One emphasis for every employee is to understand and know the year’s four main objectives, Osadzinski says. 
In 2016, they’re to continue to build a best place to work; to go global; to make bold acquisitions, from people to customers to product to revenue; and to grow beyond the core compliance training that is the company’s bread and butter.
The company has a 3.4 overall rating on Glassdoor—Triandiflou’s approval rating on the workplace review site is 84 percent.

Still learning, 25 years later

Osadzinski never thought he’d work for another CEO, but his admiration for Triandiflou grows weekly—he’s especially learning from the man how to build a vibrant culture.

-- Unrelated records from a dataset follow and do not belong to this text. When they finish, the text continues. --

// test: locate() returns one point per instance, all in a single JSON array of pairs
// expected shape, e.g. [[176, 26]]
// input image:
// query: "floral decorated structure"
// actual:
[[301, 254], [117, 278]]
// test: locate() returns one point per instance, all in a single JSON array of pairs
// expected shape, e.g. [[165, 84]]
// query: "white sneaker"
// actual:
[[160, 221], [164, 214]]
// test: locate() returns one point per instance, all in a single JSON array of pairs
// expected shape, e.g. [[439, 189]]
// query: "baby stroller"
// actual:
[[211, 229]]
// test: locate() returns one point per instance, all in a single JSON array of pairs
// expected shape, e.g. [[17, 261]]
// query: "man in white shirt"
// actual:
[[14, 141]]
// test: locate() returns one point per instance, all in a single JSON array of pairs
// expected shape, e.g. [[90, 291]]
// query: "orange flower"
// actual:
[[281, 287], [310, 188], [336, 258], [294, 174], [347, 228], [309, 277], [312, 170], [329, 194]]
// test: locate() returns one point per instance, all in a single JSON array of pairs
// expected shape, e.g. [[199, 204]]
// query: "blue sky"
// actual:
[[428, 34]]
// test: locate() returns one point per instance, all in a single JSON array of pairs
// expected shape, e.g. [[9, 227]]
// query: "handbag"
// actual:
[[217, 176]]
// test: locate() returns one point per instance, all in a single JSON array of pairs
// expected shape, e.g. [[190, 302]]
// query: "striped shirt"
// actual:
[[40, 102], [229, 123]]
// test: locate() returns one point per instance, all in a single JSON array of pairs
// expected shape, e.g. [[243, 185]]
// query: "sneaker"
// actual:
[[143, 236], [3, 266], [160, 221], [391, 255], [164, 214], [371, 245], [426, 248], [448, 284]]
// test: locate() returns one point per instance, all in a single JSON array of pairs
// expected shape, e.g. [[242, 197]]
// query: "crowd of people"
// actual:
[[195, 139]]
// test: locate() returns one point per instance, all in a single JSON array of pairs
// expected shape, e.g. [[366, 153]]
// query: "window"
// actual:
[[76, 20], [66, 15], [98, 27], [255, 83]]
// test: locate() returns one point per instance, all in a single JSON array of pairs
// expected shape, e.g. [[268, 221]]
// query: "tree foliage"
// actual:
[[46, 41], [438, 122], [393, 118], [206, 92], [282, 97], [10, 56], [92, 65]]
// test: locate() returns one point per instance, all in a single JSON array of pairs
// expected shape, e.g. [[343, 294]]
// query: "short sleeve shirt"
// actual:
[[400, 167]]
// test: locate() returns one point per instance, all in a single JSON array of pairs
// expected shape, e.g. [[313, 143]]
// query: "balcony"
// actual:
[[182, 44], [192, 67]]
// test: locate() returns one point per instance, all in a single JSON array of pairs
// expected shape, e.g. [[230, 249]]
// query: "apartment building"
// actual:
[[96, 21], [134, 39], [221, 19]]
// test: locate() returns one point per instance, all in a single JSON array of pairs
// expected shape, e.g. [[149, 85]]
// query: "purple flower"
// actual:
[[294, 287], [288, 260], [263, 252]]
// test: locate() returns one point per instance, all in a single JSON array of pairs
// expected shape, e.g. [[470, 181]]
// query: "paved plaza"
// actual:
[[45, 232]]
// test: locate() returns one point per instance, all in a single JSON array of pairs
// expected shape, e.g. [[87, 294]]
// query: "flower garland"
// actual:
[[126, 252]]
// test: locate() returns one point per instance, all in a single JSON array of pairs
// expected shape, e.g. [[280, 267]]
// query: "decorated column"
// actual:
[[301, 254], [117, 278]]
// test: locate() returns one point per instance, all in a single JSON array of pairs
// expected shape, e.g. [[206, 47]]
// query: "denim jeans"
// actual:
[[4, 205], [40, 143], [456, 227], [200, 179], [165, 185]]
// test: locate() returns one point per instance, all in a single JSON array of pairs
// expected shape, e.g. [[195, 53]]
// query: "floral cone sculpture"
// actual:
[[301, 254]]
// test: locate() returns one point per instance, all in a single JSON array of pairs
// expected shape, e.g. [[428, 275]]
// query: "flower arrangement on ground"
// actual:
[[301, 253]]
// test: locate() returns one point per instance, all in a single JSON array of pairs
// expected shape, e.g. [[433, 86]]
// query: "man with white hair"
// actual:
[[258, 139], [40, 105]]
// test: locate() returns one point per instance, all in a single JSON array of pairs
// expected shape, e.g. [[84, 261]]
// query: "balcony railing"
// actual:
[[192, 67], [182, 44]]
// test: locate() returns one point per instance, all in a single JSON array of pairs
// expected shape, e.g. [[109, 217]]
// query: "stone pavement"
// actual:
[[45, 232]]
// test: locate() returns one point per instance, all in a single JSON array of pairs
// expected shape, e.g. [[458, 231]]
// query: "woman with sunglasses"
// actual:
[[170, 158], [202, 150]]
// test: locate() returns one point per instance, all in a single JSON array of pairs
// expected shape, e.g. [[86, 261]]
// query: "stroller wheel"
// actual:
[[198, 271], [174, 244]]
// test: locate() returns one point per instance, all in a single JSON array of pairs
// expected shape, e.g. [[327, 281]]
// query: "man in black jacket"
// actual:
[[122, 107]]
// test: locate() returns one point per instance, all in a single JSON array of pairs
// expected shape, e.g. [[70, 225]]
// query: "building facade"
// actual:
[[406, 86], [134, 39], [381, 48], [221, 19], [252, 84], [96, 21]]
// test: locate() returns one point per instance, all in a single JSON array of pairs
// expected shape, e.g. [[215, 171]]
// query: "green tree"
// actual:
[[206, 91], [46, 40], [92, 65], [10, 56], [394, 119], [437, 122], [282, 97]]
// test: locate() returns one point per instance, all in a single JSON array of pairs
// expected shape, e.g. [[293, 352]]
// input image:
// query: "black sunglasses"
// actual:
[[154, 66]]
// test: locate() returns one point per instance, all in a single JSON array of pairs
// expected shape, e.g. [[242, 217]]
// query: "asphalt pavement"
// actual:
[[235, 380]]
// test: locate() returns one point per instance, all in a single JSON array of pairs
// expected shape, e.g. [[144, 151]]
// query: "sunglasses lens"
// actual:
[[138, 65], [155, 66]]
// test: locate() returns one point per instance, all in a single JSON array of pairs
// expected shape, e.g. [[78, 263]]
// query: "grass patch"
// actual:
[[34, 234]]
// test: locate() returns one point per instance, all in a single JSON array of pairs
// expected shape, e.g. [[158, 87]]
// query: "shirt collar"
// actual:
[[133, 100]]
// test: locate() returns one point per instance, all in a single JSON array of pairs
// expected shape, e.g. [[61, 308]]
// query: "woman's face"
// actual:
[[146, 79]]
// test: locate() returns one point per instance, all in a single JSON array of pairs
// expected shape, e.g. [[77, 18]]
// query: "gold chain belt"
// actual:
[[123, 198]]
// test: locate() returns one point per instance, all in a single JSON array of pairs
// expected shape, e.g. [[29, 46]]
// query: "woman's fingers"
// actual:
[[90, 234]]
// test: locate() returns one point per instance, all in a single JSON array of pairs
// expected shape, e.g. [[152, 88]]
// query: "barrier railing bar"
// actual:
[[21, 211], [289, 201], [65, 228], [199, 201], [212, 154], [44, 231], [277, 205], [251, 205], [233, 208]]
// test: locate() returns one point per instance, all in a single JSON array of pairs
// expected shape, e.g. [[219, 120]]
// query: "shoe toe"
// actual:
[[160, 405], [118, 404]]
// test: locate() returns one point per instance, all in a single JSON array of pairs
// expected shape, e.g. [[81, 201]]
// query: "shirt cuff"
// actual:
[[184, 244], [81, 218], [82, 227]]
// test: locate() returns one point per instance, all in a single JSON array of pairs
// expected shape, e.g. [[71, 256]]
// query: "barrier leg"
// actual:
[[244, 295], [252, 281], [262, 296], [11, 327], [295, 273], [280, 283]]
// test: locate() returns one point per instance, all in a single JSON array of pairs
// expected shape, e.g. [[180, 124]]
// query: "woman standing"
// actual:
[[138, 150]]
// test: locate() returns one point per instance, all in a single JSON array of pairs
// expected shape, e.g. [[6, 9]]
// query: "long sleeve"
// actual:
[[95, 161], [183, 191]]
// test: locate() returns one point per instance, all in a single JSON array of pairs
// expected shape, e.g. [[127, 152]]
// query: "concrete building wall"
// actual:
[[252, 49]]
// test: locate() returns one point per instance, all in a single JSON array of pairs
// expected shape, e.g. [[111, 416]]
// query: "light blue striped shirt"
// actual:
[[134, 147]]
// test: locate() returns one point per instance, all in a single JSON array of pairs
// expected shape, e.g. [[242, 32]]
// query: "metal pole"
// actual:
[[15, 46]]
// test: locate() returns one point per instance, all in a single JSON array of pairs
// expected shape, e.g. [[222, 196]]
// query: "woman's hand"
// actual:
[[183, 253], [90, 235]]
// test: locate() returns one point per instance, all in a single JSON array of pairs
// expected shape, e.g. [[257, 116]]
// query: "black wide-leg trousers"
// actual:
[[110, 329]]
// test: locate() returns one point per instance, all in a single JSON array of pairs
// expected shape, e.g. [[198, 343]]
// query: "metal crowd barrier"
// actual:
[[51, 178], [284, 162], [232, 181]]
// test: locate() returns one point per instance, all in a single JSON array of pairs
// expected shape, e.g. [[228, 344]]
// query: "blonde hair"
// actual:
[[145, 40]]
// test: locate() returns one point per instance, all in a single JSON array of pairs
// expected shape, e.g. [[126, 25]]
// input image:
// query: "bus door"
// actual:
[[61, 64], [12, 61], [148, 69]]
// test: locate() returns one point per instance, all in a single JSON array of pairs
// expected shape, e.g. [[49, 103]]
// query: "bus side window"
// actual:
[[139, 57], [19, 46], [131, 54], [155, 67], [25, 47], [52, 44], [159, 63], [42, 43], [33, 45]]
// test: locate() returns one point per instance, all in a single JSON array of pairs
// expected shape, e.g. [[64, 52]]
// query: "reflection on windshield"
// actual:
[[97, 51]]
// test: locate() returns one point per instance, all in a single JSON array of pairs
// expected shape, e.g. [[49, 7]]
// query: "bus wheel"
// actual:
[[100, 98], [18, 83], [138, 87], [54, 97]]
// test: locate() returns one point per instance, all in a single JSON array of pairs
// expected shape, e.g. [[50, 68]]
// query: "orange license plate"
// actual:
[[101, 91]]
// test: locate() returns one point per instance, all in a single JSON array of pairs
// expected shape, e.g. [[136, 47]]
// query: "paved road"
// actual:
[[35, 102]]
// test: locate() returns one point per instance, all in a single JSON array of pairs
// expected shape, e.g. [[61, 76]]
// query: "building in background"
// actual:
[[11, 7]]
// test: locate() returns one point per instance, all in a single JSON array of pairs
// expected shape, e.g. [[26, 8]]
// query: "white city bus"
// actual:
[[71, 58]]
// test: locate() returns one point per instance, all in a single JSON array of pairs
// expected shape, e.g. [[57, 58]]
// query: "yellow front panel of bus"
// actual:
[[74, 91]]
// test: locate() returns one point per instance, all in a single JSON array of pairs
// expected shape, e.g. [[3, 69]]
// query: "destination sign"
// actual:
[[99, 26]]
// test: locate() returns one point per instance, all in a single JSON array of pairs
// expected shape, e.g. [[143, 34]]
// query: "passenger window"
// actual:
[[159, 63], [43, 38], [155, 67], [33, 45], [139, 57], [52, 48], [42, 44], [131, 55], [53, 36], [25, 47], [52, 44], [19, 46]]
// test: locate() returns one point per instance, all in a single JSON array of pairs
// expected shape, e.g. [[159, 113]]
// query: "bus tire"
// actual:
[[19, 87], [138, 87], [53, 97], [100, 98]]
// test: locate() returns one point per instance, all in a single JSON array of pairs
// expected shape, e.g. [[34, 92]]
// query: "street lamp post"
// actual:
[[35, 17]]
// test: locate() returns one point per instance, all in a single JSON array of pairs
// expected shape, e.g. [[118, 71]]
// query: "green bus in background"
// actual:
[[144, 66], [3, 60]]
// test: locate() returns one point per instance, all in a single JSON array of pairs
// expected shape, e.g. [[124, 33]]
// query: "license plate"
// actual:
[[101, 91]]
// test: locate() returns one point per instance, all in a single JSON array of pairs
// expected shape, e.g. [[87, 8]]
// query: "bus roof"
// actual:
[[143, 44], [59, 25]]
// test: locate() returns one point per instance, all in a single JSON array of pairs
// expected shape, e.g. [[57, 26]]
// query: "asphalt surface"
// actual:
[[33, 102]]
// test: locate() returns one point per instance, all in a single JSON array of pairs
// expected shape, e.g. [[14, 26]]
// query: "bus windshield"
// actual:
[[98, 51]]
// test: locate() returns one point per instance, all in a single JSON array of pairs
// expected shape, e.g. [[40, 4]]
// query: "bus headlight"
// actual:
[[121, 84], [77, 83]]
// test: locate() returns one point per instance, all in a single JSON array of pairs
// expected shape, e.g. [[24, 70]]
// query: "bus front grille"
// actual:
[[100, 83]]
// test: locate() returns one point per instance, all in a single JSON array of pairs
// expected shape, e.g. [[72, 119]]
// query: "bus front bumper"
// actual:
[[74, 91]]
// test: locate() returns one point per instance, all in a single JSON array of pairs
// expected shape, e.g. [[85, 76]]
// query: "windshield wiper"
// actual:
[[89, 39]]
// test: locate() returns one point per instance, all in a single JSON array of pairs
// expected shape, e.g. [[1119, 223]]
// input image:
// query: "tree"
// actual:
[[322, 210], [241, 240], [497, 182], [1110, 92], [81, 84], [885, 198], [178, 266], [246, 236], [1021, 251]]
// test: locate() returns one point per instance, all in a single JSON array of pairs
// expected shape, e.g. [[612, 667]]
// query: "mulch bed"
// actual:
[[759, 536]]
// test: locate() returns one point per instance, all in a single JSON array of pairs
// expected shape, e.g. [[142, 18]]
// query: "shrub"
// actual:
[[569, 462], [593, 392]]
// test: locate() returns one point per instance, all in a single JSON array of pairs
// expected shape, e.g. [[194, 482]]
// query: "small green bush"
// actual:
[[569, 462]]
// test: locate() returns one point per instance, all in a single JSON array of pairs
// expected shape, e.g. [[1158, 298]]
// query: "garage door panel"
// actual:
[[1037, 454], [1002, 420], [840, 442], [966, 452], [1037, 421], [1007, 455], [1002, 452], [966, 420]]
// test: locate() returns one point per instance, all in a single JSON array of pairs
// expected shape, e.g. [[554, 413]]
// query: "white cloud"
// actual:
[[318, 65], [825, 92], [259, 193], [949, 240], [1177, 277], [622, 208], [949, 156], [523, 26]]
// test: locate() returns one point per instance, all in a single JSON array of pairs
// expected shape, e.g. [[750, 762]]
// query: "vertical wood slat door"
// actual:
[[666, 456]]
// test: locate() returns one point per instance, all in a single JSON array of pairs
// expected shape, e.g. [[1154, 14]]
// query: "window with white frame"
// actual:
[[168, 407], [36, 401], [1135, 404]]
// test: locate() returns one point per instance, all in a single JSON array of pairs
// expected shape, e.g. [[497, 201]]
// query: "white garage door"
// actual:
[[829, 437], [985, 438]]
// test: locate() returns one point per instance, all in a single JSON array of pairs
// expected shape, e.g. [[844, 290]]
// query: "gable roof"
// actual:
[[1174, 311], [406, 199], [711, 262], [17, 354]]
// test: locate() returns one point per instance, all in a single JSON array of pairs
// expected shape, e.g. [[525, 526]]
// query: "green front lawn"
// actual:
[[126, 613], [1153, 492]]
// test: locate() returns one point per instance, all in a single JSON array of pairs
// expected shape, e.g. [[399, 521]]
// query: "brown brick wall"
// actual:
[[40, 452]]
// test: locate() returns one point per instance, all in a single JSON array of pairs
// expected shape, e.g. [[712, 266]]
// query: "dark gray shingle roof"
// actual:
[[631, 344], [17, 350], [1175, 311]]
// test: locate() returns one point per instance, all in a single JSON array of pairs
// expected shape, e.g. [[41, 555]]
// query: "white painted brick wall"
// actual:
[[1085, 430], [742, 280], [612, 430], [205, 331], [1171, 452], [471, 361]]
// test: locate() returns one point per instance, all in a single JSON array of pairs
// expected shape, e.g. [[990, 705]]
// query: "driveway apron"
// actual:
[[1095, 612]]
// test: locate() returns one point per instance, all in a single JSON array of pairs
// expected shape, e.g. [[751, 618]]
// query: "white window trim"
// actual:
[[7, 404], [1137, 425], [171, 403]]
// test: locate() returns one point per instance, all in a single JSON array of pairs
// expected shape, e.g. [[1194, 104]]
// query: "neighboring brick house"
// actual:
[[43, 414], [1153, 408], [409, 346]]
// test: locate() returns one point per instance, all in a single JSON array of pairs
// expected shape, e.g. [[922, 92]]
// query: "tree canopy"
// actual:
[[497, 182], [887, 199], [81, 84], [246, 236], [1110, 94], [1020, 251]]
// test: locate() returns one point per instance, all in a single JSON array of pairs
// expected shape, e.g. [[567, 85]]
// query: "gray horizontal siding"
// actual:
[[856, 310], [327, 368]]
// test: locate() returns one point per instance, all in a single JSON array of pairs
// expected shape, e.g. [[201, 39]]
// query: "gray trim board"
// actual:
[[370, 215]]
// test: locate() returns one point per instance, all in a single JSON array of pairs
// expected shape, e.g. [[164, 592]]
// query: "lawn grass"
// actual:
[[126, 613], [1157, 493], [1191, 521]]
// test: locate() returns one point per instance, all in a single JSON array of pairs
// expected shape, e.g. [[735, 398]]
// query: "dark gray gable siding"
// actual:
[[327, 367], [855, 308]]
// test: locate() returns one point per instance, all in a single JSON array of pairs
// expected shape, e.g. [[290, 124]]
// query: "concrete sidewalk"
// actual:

“In Silicon Valley, culture tends to be in the mix along with creating new technology, raising money and so on,” Osadzinski says. “Culture is front and center here and critical for recruiting. If we don’t think someone will thrive in our culture or gain from it, we won’t hire them.”
A lot of Osadzinski’s time is spent recruiting, particularly in the U.K. and Germany, both new offices in 2016. That’s similar to his time at Sun, where employee counts and revenues were doubling year-over-year. He joined that company when it had around 200 employees and saw it reach $5 billion in revenues.
He’s also meeting with customers in Europe and China thanks to relationships forged by Bertelsmann.
Despite a much tighter schedule, Osadzinski hasn’t given up his local investments. He remains a limited partner at Cofounders Capital and Idea Fund Partners and makes follow-on investments in portfolio companies like WedPics, FilterEasy, Adzerk or Nicotrax if they raise additional rounds.
He also still mentors entrepreneurs in the community—he reserves two 7:30 to 8:30 a.m. blocks of time for entrepreneurs on the weeks he’s not traveling.
But Relias is giving him the real startup rush these days.
“I loved what I was doing in the Triangle—a dozen different things—but I missed building a business with a team. It’s in my blood,” he says.